Des sanctions unifiées
Le ministère de la Justice propose aussi d’amender l’article 352 du Code pénal afin d’unifier « les peines relatives aux crimes de falsification entre tous les professionnels concernés par la rédaction des contrats, à savoir, les notaires, les adouls et les avocats« . Le notaire Abdelmajid Bargach se félicite de cette mesure qui mettrait tous les professionnels sur un pied d’égalité alors que les avocats étaient jusqu’ici épargnés de la peine à perpétuité pour falsification de documents.
Transparence et archivage
Afin de barrer le passage aux faussaires, le ministère de la Justice envisage de publier en ligne tous les titres fonciers de l’Agence nationale de la conservation foncière du cadastre et de la cartographie (ANCFCC) afin que les propriétaires puissent suivre la situation de leurs biens immobiliers sur une nouvelle plateforme. « D’ici fin avril, toute personne pourra avoir accès aux titres des biens qui lui appartiennent« , nous explique Karim Tajmouti, directeur de la conservation foncière. « Un système de notification va permettre d’être informé en temps réel de toute tentative de transaction ou de consultation d’un bien« , décrit-il.

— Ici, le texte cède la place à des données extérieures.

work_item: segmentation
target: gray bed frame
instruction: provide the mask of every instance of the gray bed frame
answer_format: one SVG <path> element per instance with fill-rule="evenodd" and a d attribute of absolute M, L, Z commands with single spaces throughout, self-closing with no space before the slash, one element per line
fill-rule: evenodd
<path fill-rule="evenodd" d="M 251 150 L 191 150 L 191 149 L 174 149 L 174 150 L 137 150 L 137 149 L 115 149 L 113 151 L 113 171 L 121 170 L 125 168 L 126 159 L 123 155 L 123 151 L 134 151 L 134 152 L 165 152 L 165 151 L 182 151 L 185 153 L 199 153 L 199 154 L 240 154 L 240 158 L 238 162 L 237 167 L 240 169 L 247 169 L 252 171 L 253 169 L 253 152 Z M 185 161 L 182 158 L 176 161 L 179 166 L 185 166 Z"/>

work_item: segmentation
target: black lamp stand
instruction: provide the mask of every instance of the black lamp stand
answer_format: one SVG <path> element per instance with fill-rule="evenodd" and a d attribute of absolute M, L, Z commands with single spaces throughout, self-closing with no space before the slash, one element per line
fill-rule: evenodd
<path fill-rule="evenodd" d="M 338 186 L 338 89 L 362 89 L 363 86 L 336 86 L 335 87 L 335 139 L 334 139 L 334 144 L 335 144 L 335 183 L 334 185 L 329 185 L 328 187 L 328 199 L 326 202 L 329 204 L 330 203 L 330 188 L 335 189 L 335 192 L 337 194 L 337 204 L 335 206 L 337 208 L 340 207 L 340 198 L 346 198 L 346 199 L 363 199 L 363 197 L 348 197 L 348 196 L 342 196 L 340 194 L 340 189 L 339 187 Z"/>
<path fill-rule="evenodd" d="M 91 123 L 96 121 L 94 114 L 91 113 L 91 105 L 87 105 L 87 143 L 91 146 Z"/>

D’un autre côté, le ministère de la Justice prévoit un meilleur archivage en dressant « un inventaire des biens immobiliers conservés dont la propriété revient à des absents étrangers ou marocains » et en créant « un centre électronique d’archives relatives aux contrats signés par les notaires« . Afin de vérifier l’identité des documents et des personnes qui effectuent les transactions, le ministère propose « d’utiliser l’enregistrement audiovisuel lors de l’élaboration des contrats par les adouls, les notaires et les avocats« .
Le communiqué du département de Mustapha Ramid indique qu’il faut aussi « vérifier l’authenticité des documents et contrats signés à l’étranger, et ce, en contactant les autorités étrangères compétentes conformément aux conventions internationales en vigueur« . Cependant pour Viviane Sonier, avocate française qui défend les victimes de spoliations, les autorités françaises se distinguent par leur « immobilisme » dans ce domaine. Autant dire que le combat n’est pas terminé.